Дом на Мельничном Холме рухнул: вдребезги разлетелся под ударами кирки тот лепной воин, у которого одна щека была выкрашена в синий цвет, а другая — в желтый. Исчез дом, а с ним и та каморка, где некогда был арестован старый кассир Дэвид Эварт, препровожденный оттуда в революционный трибунал, а потом — на гильотину. Некоторое время серая пыль взметалась тучей и крутилась на соседних улицах; люди и лошади вдыхали прах старого здания, и у них першило в горле. Теперь бывшие жильцы, а в их числе и слесарь с красильщиком, не нашли бы и того места, где стоял старый дом.

Владение Феллера де Сизака в Медоне порядком разрослось. Решетчатая ограда, стоявшая прежде довольно близко от дома, отодвинулась, прихватив соседний участок, на котором тотчас же был возведен маленький готический замок из кирпича, с башенками, зубчатыми стенами и бойницами. Вся усадьба именовалась «Виллой де Сизака». Но не успела еще высохнуть штукатурка, как в один прекрасный день на ограде появилась дощечка с объявлением, извещавшем о том, что дача, замок и службы продаются или же сдаются в наем.

Сменялись времена года, а объявление все раскачивалось на ветру. От дождя и солнца оно покоробилось и побурело.
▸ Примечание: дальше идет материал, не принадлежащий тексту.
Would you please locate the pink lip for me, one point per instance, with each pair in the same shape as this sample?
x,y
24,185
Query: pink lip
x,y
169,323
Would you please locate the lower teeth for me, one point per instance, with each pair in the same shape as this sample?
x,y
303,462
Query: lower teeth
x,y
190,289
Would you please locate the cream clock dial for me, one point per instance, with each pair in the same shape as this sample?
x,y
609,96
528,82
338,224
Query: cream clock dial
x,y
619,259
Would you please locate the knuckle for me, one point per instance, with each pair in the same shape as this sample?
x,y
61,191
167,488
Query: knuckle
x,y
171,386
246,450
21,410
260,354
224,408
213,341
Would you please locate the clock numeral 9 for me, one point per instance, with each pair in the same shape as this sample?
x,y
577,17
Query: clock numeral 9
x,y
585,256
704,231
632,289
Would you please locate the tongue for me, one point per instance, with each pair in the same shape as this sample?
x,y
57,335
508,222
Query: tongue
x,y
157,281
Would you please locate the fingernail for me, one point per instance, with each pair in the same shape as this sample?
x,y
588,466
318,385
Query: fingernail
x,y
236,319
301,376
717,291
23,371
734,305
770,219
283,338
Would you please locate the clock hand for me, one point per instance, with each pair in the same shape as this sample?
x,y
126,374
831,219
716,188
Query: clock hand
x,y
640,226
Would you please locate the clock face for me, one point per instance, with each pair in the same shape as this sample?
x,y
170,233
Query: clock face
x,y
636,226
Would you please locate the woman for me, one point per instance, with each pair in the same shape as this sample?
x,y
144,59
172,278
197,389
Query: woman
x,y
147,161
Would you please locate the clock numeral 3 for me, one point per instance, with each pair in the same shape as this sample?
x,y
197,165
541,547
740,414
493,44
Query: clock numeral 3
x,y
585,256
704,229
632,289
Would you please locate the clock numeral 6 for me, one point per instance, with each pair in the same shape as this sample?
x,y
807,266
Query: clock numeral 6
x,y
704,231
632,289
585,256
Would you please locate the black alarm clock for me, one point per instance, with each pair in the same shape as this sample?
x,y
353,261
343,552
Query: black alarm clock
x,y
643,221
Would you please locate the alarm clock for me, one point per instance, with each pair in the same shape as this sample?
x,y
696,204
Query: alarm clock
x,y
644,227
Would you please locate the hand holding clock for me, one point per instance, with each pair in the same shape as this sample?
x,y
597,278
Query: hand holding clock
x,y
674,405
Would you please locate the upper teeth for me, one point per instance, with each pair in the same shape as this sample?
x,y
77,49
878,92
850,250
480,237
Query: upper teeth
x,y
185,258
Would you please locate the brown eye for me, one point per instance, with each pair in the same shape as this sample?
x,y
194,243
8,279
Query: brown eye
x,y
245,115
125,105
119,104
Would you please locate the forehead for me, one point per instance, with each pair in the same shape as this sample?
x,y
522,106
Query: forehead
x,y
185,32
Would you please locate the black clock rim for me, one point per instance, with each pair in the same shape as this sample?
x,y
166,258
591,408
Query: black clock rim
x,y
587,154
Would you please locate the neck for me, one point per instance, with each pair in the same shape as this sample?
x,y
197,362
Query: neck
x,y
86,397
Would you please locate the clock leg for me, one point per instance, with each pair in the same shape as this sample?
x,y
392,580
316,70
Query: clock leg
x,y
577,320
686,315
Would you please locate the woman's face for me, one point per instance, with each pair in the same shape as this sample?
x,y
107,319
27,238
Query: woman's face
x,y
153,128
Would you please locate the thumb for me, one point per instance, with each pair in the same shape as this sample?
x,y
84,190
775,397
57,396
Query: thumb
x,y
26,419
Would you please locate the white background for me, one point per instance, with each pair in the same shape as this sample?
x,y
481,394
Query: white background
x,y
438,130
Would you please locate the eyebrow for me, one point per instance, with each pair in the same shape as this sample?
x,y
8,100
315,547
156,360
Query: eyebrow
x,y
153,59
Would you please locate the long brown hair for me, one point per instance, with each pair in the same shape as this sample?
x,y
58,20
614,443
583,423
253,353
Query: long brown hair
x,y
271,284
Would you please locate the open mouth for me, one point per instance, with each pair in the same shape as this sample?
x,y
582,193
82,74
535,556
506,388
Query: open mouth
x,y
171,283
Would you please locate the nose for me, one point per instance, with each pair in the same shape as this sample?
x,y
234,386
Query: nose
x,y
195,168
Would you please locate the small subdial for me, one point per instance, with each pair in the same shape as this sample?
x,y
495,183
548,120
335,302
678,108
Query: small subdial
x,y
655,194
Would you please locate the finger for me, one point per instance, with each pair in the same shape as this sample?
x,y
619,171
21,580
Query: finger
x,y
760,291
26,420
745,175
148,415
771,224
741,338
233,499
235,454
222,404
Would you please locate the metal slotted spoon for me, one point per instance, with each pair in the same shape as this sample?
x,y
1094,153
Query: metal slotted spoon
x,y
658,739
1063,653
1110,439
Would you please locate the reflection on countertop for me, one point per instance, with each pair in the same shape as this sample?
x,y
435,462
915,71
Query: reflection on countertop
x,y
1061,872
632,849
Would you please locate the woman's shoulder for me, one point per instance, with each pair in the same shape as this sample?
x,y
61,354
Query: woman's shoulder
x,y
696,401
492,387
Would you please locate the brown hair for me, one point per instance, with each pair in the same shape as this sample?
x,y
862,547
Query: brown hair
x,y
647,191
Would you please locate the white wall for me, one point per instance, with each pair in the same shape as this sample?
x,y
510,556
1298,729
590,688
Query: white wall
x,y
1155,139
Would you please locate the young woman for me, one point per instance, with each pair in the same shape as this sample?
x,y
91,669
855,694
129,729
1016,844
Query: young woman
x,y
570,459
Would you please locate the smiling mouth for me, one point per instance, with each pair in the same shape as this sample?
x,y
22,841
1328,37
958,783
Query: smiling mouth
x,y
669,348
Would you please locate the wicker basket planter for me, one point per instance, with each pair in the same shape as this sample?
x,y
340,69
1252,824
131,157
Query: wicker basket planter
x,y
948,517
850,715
Пришла осень, и скорбная тишина спустилась на медонские холмы. Вскоре немецкие солдаты в кожаных касках с ружьями на плече прошли по ним тяжеловесным шагом и расположились в заброшенной даче. Они топили печи навощенными паркетными брусками. Снаряд, залетевший сюда, разворотил крышу. Пришла тягостная зима. Во Францию вторгся враг[44]Во Францию вторгся враг. — Речь идет о франко-прусской войне 1870–1871 гг. После поражения французской армии под Седаном 2 сентября 1870 года прусские войска оккупировали большую часть Франции и 18 сентября осадили Париж. Осада продолжалась до января 1871 года. 28 января Париж капитулировал, и было заключено перемирие с пруссаками., Париж был осажден. В годину народного бедствия Феллер окончательно разорился.
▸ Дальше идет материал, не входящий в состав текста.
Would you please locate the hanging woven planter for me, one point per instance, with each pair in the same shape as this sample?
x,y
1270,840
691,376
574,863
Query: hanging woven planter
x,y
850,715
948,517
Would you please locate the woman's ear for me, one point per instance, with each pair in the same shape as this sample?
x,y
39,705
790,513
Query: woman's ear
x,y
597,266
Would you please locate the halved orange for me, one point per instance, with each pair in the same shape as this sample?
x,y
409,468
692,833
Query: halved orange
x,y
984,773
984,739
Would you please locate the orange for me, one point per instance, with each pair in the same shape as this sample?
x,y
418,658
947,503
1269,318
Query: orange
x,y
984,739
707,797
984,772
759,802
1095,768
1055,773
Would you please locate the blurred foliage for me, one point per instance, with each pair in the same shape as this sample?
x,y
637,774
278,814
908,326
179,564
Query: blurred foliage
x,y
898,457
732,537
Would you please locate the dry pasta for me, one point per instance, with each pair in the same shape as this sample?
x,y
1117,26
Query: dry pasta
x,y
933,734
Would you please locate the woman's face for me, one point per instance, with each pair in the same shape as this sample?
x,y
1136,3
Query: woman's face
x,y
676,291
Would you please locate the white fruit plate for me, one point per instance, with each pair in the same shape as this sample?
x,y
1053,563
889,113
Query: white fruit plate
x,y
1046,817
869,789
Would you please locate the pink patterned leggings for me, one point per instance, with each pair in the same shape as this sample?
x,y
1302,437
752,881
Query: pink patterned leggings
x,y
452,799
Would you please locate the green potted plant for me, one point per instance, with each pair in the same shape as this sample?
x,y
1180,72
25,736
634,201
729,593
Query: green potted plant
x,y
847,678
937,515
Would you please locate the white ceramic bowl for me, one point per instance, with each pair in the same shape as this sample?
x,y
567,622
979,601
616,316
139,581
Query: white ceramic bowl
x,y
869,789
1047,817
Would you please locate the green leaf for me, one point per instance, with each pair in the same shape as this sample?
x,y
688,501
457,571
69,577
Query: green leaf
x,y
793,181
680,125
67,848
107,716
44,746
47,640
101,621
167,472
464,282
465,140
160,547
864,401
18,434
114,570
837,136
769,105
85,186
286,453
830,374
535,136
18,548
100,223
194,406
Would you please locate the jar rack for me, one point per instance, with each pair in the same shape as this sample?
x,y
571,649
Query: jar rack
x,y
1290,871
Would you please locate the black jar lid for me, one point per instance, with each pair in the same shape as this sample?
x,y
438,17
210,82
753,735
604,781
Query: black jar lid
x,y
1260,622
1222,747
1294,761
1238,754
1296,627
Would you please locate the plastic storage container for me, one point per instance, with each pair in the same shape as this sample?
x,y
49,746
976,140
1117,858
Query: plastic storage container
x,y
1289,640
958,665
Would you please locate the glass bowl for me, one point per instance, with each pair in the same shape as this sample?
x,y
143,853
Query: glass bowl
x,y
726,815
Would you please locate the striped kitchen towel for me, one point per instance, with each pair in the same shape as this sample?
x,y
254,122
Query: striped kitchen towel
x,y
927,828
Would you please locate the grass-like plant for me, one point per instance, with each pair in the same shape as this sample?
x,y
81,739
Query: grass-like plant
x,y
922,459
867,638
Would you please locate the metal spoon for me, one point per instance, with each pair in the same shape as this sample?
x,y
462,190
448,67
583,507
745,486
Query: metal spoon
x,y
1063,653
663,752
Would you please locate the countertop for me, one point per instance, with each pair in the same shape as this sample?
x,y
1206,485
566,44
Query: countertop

Жестокий удар по конторе на Новой Полевой улице был нанесен еще раньше, когда премьер-министром был Шевандье де Вальдро, когда вышел в отставку префект департамента Сены[45]Когда премьер-министром был Шевандье де Вальдро, когда вышел в отставку префект департамента Сены… — Префект Осман, обвиненный в финансовых злоупотреблениях, в значительном превышении бюджета Парижа, в 1870 году вышел в отставку. Министр внутренних дел Шевандье де Вальдро отдал распоряжение прекратить работы по реконструкции Парижа. и прекратились работы по благоустройству города. Удача изменила Феллеру, и он изменил себе. Он перестал красить бакенбарды, ходил в нечищенных сюртуках и носил очки в черепаховой оправе. Он пытал счастья в игорных домах, бросал на карточный стол луидоры, которые ему изредка перепадали. С той поры, как дочь покинула его дом, его стали навещать рыжие накрашенные девицы, распевавшие на лестницах. Однажды его встретили в Фоли-Бержер под руку с двумя женщинами. В дни осады Парижа он вновь остепенился и основал общество страхования жизни под названием: «Феникс национальной гвардии». Но на общество это никто не обратил внимания.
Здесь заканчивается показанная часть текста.